The hall-boy, shorn of uniform and dignity, was outside, polishing
brasses, when Margaret MacLean reached the hospital door. She stopped
for an interchange of grins and greetings.
"Mornin', Miss Peggie."
"Morning, Patsy."
He was "Patrick" to the rest of Saint Margaret's; no one else seemed to
realize that he was only about one-fifth uniform and the other fifths
were boy--small boy at that.
She eyed his work critically. "That's right--polish them well, Patsy.
They must shine especially bright to-day."
"Why, what's happenin' to-day?"
"Oh--everything, and--nothing at all."
And she passed on through the door with a most mysterious smile,
thereby causing Patsy to mentally comment:
"My, don't she beat all!
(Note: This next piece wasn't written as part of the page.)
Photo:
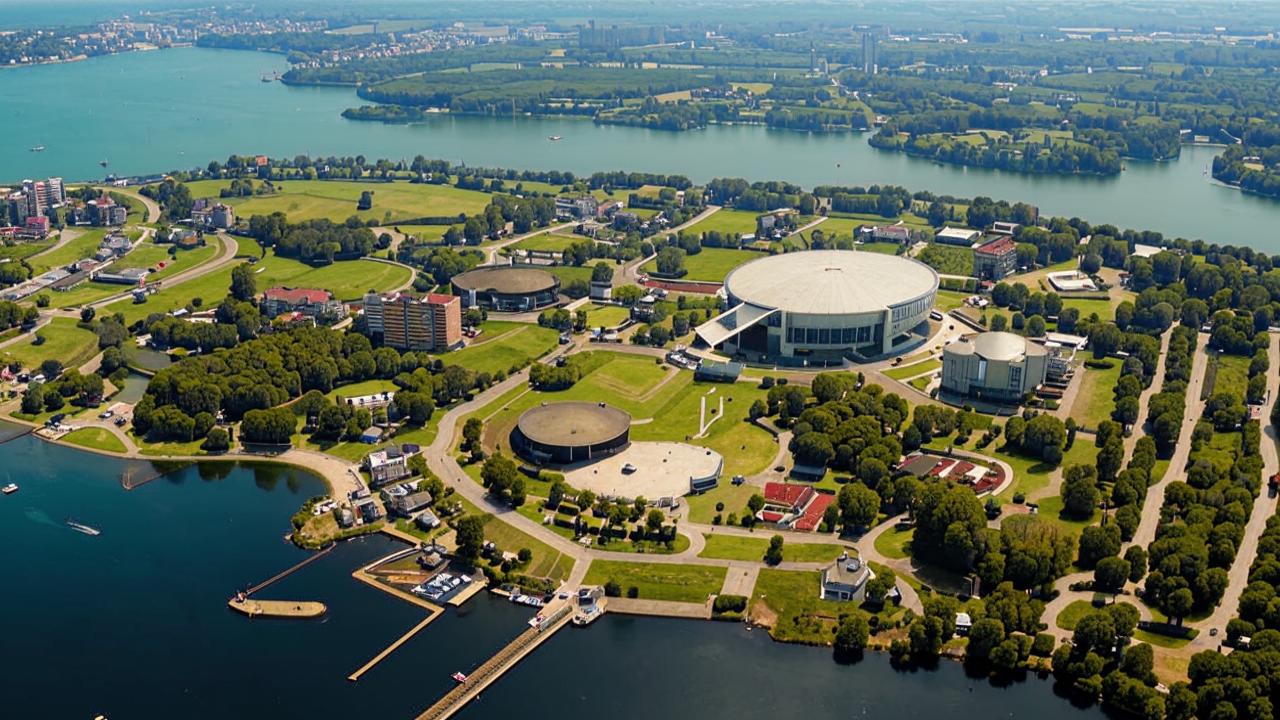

More'n half the time a feller don't know what
she's kiddin' about; but, gee! don't he like it!"
As it happened the primroses did not get as far as Ward C then.
Margaret MacLean found the door of the board-room ajar, and, glancing
in, looked square into the eyes of the Founder of Saint Margaret's,
where he hung in his great gold frame--silent and questioning.
"If all the tales they tell about you are true, you must wonder what
has happened to Saint Margaret's since you turned it over to a board of
trustees."
She went in and stood close to him, smiling wistfully. "Perhaps you
would like me to leave you the primroses until after the meeting--they
would be sure to cheer you up; and they might--they might--" Laughing,
she went over to the President's desk and put the flowers in the green
Devonshire bowl.
She was sitting in the President's chair, coaxing some of the hoydenish
blossoms into place, when the House Surgeon looked in a moment later.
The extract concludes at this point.